Friday 17 November 2023

Macron Tries to Tackle Illegal Mass Immigration – Tough Legislation Approved by French Senate Heads to Vote by National Assembly


France, like the US, has been swamped by mass illegal migration.

It’s a Europe-wide phenomenon: from Italy’s Giorgia Meloni in the Mediterranean south, up to Rishi Sunak by the British Channel, passing by Germany’s Olaf Scholz – all political leaders are under immense pressure from their constituencies to tackle – in a firm and decisive manner – the rampant illegal flood that is hurting their economies and destroying their cultures.

In France, things are at a breaking point. President Emmanuel Macron goes from crisis to crisis, always tasking law enforcement to deal with the unemployed, young migrants one step away from open rebellion.

But now, Senators have openly approved a tough immigration bill to strengthen France’s ability to expel illegal foreigners that are deemed ‘undesirable’.


AFP reported:

“Originally proposed by President Emmanuel Macron’s centrist government with a mix of steps to expel more undocumented people and improve integration, the text – voted through by 210 to 115 – now leans firmly towards enforcement after its passage through the Senate, which is controlled by the right.

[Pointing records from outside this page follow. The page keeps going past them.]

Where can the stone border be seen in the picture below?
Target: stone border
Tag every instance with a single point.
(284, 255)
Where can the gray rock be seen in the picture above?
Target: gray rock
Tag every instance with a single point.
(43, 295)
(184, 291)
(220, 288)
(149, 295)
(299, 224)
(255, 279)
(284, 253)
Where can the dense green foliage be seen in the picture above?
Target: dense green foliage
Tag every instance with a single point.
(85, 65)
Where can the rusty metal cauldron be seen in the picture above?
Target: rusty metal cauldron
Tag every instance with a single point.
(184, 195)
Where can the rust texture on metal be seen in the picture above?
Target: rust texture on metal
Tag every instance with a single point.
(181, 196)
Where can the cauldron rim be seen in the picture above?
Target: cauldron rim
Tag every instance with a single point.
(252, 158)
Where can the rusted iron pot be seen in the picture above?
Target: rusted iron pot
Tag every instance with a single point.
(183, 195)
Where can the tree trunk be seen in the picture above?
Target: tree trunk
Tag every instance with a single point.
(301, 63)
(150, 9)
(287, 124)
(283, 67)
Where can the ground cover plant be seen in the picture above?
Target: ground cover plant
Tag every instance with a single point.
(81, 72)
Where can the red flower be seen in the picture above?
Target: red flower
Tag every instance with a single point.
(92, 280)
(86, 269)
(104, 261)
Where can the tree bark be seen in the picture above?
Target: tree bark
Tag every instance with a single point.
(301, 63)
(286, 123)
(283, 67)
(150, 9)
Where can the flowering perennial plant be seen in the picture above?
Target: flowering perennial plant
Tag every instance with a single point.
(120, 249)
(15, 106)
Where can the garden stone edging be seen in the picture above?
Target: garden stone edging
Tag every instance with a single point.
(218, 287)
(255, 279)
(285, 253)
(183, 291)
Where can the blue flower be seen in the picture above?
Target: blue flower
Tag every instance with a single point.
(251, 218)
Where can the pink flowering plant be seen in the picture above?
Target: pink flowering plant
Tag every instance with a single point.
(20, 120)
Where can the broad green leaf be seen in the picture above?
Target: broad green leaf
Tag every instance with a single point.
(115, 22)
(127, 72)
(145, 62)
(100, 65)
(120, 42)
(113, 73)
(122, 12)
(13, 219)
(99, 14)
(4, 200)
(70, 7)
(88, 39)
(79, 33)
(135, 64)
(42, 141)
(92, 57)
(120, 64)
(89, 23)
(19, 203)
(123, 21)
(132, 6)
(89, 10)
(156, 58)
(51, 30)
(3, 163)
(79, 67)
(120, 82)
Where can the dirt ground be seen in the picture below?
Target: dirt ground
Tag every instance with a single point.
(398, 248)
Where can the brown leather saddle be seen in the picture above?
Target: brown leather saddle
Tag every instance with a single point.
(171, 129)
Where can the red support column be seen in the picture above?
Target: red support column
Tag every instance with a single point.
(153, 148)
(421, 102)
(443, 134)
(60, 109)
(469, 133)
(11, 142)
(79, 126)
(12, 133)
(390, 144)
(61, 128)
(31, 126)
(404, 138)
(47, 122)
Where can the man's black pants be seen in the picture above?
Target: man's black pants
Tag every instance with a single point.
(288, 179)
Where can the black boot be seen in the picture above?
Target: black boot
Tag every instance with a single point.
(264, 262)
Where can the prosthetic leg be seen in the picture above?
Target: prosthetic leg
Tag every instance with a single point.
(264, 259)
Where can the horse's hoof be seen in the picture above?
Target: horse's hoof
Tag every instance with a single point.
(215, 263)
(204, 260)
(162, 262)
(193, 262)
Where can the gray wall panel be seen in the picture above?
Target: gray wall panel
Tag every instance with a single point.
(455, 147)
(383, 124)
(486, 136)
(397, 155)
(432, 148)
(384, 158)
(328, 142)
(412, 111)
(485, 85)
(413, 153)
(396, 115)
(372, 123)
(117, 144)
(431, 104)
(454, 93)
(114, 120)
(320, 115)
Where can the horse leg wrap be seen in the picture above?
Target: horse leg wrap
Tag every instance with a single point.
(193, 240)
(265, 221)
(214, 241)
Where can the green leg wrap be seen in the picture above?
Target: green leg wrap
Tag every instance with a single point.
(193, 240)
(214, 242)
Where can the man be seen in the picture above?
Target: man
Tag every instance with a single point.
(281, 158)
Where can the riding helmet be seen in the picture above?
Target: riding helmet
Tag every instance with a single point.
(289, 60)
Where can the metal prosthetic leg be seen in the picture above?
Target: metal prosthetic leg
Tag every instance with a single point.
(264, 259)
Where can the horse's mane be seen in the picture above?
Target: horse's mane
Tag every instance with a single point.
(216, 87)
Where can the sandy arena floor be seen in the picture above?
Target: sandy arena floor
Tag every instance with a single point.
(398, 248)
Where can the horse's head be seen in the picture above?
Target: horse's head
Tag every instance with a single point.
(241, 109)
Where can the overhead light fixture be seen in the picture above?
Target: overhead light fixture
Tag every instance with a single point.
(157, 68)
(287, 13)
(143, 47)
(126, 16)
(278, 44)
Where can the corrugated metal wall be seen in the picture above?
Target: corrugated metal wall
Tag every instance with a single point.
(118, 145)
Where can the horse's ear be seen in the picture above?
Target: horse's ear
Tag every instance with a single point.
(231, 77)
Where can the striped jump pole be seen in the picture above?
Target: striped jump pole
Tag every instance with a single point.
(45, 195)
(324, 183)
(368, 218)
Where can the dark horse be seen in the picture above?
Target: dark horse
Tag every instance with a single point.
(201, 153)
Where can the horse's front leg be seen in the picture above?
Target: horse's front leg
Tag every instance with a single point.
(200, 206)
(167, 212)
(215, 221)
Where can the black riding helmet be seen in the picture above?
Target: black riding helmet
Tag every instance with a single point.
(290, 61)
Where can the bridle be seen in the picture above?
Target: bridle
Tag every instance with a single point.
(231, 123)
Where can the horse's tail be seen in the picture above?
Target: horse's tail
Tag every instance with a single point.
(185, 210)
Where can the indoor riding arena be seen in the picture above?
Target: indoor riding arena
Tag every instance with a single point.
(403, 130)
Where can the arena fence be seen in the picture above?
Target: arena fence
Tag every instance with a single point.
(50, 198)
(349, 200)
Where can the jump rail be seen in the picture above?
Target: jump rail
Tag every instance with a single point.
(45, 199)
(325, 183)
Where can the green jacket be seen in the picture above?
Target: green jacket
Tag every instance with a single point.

‘The Senate has restored the bill’s consistency by toughening it up’, said Bruno Retailleau, the head of the right-wing Republicans faction in the upper house.”

X post by Interior Minister Darmanin.

Some aspects of the initial bill were stricken out, like the government’s plan to offer ‘a general right’ for undocumented migrants ‘working in sectors with labor shortages’ to stay legally.

“Their [the Senators’] version of the bill also further restricts the ability for migrants to bring family members into France, birthright citizenship and welfare benefits. It would introduce an annual quota for the number of migrant arrivals to be set by parliament and remove all but emergency medical coverage for undocumented people.”

The passage of the bill is not certain, as the National Assembly (lower house), where no side has a majority, still has to vote on it.

“The bill is unlikely to pass in any form without support from the Republicans in the National Assembly, whose leader Olivier Marleix said Tuesday that he wanted to ‘keep toughening up the text’.

‘We have to get a bill revised on a few points that would allow some or all of the Republicans either to back it or abstain’, one minister told AFP on condition of anonymity.”